The city life has improved a lot in most parts of the world but ours have declined instead of progressing. The city has grown in size, area and population but urban planning has failed to match that growth. A city does not become better by showing improvement in infrastructure. Planning is such an elaborate exercise in India with a specialised bureaucracy that it looks great on paper but in reality we are hopeless planners. We, the people of India are consuming more goods than ever and there is also a significant increase in the volumes of waste. Have our urban planners and civic officials worried enough about how to handle the flip side of high economic growth and consumer spending?

European cities were in a similar state in the late 19th century. They choked under industrial pollution, animal waste and sewage. The rivers that flowed past them were devoid of fish and other aquatic life. Urban planners and civil society came together and with the aid of new and clean technologies made a huge turnaround. Look at the Thames river in London today, it sparkles. It is really important for us to have such a turn around in India.

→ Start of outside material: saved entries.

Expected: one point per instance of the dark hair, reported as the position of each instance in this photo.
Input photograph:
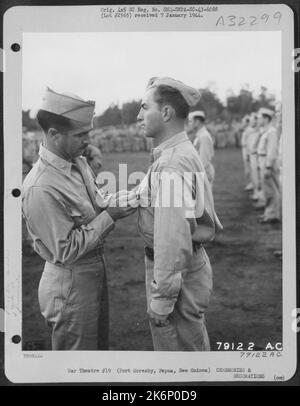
(50, 120)
(200, 118)
(168, 95)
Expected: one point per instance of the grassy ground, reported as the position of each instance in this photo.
(246, 304)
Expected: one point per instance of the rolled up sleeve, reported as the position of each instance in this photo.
(55, 236)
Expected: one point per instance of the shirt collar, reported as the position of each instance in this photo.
(170, 143)
(55, 160)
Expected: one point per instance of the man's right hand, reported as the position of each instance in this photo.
(115, 211)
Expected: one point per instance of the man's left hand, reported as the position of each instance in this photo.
(158, 319)
(268, 172)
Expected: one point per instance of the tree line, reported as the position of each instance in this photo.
(235, 107)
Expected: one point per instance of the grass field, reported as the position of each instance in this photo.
(246, 305)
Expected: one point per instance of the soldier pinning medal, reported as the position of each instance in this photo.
(68, 225)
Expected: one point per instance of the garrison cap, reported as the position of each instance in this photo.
(190, 95)
(70, 106)
(198, 113)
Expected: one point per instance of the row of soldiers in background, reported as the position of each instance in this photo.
(130, 139)
(262, 156)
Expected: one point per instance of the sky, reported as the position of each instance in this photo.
(114, 67)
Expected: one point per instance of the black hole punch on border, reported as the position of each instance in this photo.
(15, 47)
(16, 192)
(16, 339)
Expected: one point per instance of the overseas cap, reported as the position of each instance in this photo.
(198, 113)
(266, 112)
(190, 95)
(69, 106)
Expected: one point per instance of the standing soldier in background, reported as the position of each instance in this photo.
(252, 143)
(267, 155)
(247, 130)
(278, 119)
(203, 143)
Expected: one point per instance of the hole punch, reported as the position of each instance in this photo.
(15, 47)
(16, 339)
(16, 192)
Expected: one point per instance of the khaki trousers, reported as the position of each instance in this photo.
(186, 330)
(74, 303)
(270, 187)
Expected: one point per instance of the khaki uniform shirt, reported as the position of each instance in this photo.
(60, 209)
(171, 230)
(268, 146)
(204, 145)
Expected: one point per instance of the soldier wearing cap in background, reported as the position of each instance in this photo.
(178, 270)
(68, 227)
(267, 156)
(203, 143)
(247, 130)
(252, 142)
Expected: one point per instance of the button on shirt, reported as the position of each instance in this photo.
(60, 209)
(170, 230)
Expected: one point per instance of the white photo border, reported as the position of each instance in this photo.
(53, 366)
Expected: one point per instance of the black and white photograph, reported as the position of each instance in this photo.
(155, 186)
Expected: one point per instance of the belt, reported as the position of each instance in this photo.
(96, 252)
(149, 252)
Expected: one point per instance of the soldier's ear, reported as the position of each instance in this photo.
(168, 112)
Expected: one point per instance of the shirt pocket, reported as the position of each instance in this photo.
(82, 213)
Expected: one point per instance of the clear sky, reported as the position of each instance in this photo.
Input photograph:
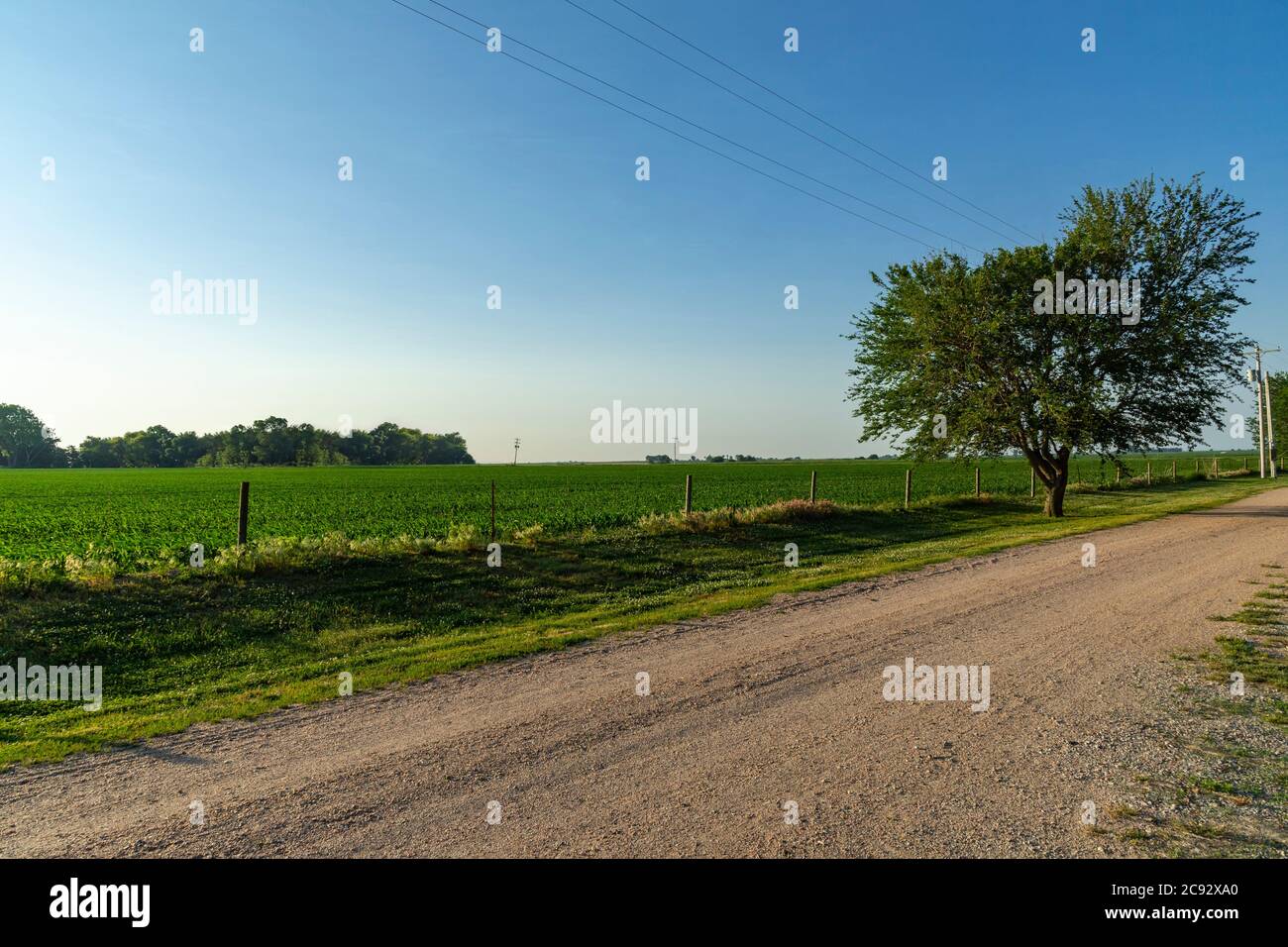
(471, 170)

We can begin with improving health and sanitation services in cities. We need the use of latest technology in these services. Most of our sanitation workers work with brooms and bare hands, which explains the high rate of morbidity among them. Basic equipment like gloves and gumboots should be made a must for workers while vacuum cleaners and mechanised dumpers should replace brooms and dump carts. Citizens should be educated methodically on how to lead urban lives. Recycle the waste material, which is a major and innovative industry in India but this huge work force is in the unorganised sector and is hardly given its due. Urban planning is not merely about making grandiose plans, it’s about effective management of available resources, human and material. Start now before our cities turn into complete disasters.